MikroliqFLOX

Micro gas turbines are particularly well-suited for reconverting renewable fuels and for decentralised electricity and heat supply, due to their high fuel flexibility and low pollutant levels. Additionally, they can act as energy suppliers at both centralised and decentralised locations during periods of high fluctuation in renewable energy production. Achieving a high level of fuel flexibility with low emissions can only be achieved with new burner technologies if the advantages of gas turbines are to be fully utilised.

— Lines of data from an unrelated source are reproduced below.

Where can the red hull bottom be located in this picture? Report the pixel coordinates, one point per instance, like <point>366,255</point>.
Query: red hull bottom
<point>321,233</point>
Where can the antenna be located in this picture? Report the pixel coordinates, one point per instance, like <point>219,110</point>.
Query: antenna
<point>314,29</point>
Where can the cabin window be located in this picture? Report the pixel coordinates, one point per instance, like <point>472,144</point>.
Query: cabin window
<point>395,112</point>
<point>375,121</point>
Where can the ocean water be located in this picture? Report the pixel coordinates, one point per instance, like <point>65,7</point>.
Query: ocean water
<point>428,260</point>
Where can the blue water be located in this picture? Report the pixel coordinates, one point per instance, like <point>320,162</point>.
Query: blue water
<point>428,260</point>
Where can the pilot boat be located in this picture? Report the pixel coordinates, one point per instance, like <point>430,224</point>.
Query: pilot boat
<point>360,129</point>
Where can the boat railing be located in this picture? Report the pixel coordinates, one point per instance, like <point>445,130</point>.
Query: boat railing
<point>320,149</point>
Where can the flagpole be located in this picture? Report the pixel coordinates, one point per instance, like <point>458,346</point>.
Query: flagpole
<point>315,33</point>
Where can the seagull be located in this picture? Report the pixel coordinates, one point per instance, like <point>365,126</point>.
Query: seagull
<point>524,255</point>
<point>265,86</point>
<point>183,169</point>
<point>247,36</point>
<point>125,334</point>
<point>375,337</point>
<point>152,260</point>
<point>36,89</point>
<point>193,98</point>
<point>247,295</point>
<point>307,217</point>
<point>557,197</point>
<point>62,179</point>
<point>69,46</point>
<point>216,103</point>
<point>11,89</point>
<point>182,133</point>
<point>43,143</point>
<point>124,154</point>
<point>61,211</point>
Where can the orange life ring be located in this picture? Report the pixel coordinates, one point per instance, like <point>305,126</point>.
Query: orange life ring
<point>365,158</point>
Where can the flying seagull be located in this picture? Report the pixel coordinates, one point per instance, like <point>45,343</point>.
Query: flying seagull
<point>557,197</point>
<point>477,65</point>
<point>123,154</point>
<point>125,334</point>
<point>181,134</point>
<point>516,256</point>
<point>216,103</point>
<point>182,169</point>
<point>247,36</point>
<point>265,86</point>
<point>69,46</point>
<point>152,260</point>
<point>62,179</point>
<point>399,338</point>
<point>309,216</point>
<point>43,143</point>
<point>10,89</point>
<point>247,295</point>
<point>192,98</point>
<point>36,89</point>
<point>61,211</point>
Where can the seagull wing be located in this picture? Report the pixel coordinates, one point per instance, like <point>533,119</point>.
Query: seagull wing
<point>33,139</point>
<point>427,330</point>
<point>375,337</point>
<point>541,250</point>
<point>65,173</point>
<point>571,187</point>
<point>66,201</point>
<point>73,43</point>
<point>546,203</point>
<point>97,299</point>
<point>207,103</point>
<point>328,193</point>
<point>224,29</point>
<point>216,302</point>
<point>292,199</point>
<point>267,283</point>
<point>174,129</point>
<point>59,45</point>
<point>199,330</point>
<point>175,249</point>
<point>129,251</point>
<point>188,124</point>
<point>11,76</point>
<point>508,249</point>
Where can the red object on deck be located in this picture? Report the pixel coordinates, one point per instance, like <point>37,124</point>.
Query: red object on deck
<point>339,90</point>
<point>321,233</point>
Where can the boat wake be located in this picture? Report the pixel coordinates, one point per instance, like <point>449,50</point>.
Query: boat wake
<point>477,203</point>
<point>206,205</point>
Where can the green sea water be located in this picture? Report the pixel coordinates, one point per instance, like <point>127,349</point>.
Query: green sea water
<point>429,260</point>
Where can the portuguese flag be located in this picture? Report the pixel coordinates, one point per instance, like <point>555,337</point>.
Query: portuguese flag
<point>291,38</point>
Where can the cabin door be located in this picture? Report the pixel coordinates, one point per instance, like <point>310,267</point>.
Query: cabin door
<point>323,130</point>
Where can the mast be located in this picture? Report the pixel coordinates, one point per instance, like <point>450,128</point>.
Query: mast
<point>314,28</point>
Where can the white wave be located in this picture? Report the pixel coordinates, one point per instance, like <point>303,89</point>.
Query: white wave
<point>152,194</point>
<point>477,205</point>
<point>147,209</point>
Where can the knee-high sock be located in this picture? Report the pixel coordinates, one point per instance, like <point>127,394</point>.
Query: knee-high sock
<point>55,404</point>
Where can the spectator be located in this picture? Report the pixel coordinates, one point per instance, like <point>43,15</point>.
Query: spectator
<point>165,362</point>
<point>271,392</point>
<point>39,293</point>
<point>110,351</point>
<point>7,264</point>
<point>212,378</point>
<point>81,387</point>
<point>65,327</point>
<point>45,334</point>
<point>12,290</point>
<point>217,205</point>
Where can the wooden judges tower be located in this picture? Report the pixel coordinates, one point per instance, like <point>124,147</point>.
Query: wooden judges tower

The DLR Institute of Combustion Technology is researching the conversion of gas turbines to operate with new fuels. For this purpose, the institute utilises several unique high-pressure test stands. The MikroliqFLOX project builds on the institute’s existing research in injector and burner technology. The abbreviation FLOX stands for flameless oxidation and refers to the barely visible flames produced when the concept was first applied in industrial burners. The concept has since been further developed at the institute in collaboration with industry and optimised for gas turbines of all kinds.

The characteristic feature of the jet-stabilised combustion concept is the injection of fuel-air mixtures into the combustion chamber using nozzles. These mixtures are introduced as jets with high flow velocities. The arrangement of these jets creates a pronounced recirculation zone within the combustion chamber. Fuel, air and recirculated exhaust gas are thoroughly mixed before combustion begins. This process avoids local temperature peaks and a strong nitrogen oxide formation in the flame. Burners employing this technology are distinguished by their low pollutant emissions, high fuel flexibility and excellent stability – properties that are essential for future energy systems.

In the MikroliqFLOX project, newly developed nozzle concepts are being further investigated and optimised through tests in the high-pressure test stands as scaled, compact individual nozzles. These test stands replicate conditions similar to those found in practical application. Following these investigations, a multi-nozzle burner will be developed through a step-by-step scaling process. The project aims to significantly improve the technological maturity of a fuel- and load-flexible FLOX burner system for liquid fuels, particularly in geometrically compact combustion chambers.

Simultaneously, a virtual injector is being developed, informed by the experimental data obtained during testing. This parallel development enables new methods for predicting key phenomena, such as internal flows within the injector, flame feedback and phase transitions.